The suspect was accused of distributing worldwide about “104 kilograms of powder 3,4-methylenedioxy-N-methylamphetamine (MDMA); 566,000 ecstasy pills containing MDMA; four kilograms of cocaine; three kilograms of Benzodiazepine; and substantial quantities of amphetamine, lysergic acid diethylamide (LSD), and marijuana, in addition to allowing substantial quantities of methamphetamine, ketamine, and Xanax to be distributed through his SuperTrips vendor account from March 2012 through August 2013,” according to the authorities.

According to the prosecutors, Slomp received about 385,000 bitcoins from more than 10,000 transactions using the shuttered Silk Road website.

FBI’s TRAP

Some undercover Homeland security agents were monitoring the website for about 18 months and observed Slomp who had offered various controlled substances for sale and on April 2012, authorities at Chicago’s O’Hare International Airport seized an envelope mailed from the Netherlands containing ecstasy hidden inside an empty two DVD cases.

During the investigation, agents collected more than 100 similar envelopes in Chicago, each mailed from the Netherlands or Germany, containing various controlled substances,” the Chicago US Attorneys Office said in a statement.

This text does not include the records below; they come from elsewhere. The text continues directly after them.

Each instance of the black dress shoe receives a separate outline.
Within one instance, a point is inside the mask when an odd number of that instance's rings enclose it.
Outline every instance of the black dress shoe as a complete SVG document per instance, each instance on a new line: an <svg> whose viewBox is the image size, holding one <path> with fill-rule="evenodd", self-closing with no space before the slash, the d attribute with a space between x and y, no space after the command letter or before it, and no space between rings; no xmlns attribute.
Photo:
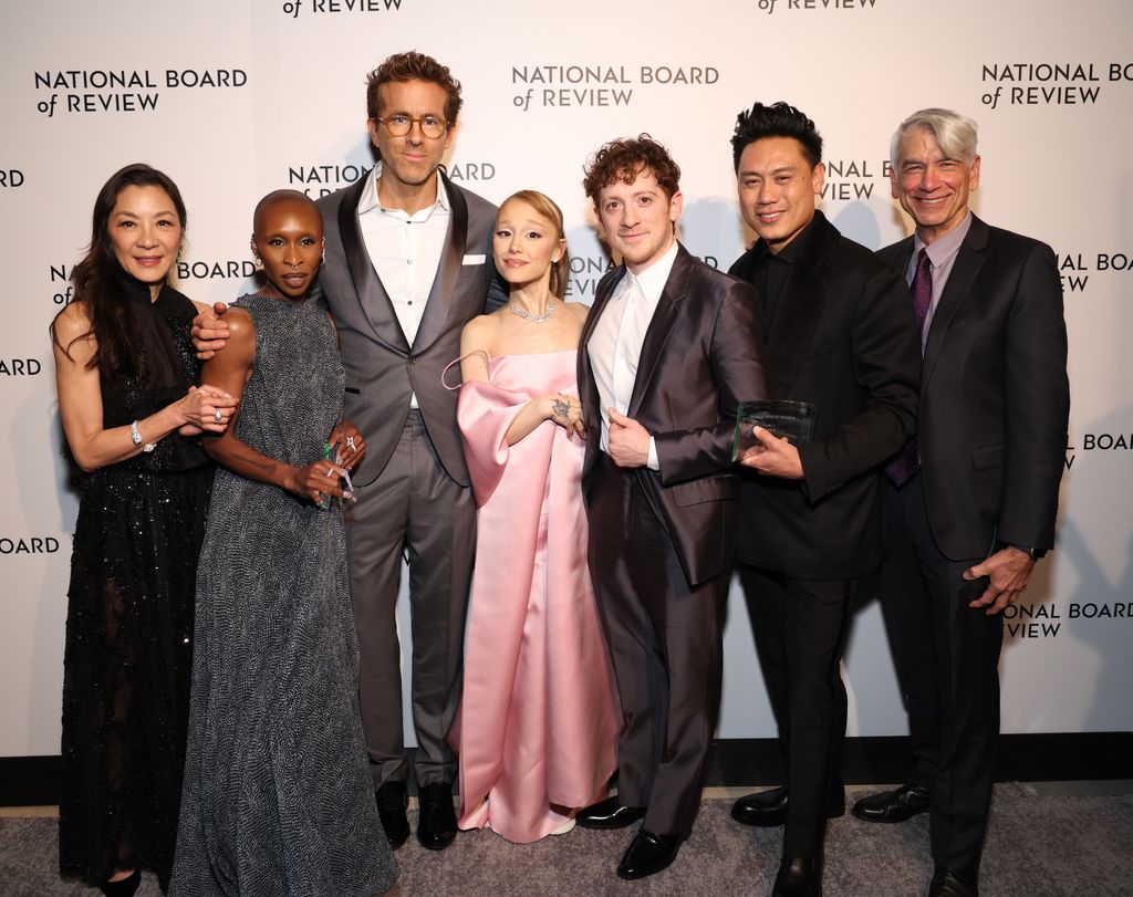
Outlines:
<svg viewBox="0 0 1133 897"><path fill-rule="evenodd" d="M118 881L103 881L99 886L99 890L107 897L134 897L134 891L138 889L140 883L142 872L135 869L126 878L118 879Z"/></svg>
<svg viewBox="0 0 1133 897"><path fill-rule="evenodd" d="M385 829L385 837L395 851L409 837L409 820L406 818L409 795L406 793L406 783L383 783L374 796L377 798L377 815Z"/></svg>
<svg viewBox="0 0 1133 897"><path fill-rule="evenodd" d="M786 785L749 794L732 804L732 819L744 826L782 826L786 822ZM845 791L830 792L826 797L826 818L837 819L845 812Z"/></svg>
<svg viewBox="0 0 1133 897"><path fill-rule="evenodd" d="M434 781L417 793L417 840L429 851L443 851L457 837L457 813L452 809L452 785Z"/></svg>
<svg viewBox="0 0 1133 897"><path fill-rule="evenodd" d="M823 857L784 856L772 897L823 897Z"/></svg>
<svg viewBox="0 0 1133 897"><path fill-rule="evenodd" d="M645 819L644 806L627 806L616 797L607 797L578 811L574 821L582 828L614 829L632 826Z"/></svg>
<svg viewBox="0 0 1133 897"><path fill-rule="evenodd" d="M928 885L928 897L979 897L979 888L968 875L937 866Z"/></svg>
<svg viewBox="0 0 1133 897"><path fill-rule="evenodd" d="M617 864L617 878L627 880L645 878L661 872L676 858L683 835L654 835L641 829L633 836L630 846Z"/></svg>
<svg viewBox="0 0 1133 897"><path fill-rule="evenodd" d="M853 814L867 822L904 822L926 812L929 797L928 788L909 781L891 792L862 797L853 805Z"/></svg>

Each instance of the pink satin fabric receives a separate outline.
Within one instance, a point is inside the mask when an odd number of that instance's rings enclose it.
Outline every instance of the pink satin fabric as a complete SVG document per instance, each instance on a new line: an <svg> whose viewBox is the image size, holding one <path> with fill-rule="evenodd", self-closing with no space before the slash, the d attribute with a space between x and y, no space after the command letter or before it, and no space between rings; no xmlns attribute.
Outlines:
<svg viewBox="0 0 1133 897"><path fill-rule="evenodd" d="M493 358L457 419L478 506L460 755L460 828L526 844L599 794L620 711L586 566L582 443L544 421L509 446L516 415L578 394L574 350ZM595 436L596 437L596 436Z"/></svg>

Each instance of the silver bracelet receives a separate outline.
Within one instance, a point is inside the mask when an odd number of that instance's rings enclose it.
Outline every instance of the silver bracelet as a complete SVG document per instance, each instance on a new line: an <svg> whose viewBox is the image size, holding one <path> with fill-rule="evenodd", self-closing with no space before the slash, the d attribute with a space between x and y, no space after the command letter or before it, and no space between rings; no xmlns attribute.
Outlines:
<svg viewBox="0 0 1133 897"><path fill-rule="evenodd" d="M135 445L142 445L142 434L138 432L138 422L135 420L130 424L130 438L134 441ZM157 447L157 443L146 443L142 445L143 452L152 452Z"/></svg>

In February, Ross William Ulbricht, who allegedly created and ran the black website under the name “Dread Pirate Roberts,” pleaded not guilty to operating a drugs trafficking scheme, conspiring to launder money and other crimes.

U.S. Attorney Zach Fardon — who formed a new cybercrime unit last month — said, “Illegal drug-trafficking is not new but drug-trafficking using a sophisticated underground computer network designed to protect anonymity of buyers and sellers presents new challenges to law enforcement that we are prepared to meet.

The hidden underground black market website, _Silk Road _used an online tool known as Tor to mask the location of its servers, that made it difficult for authorities to know who was using the website. The hidden or anonymous online environments were a key priority for the cyber criminals to carry out illicit activities.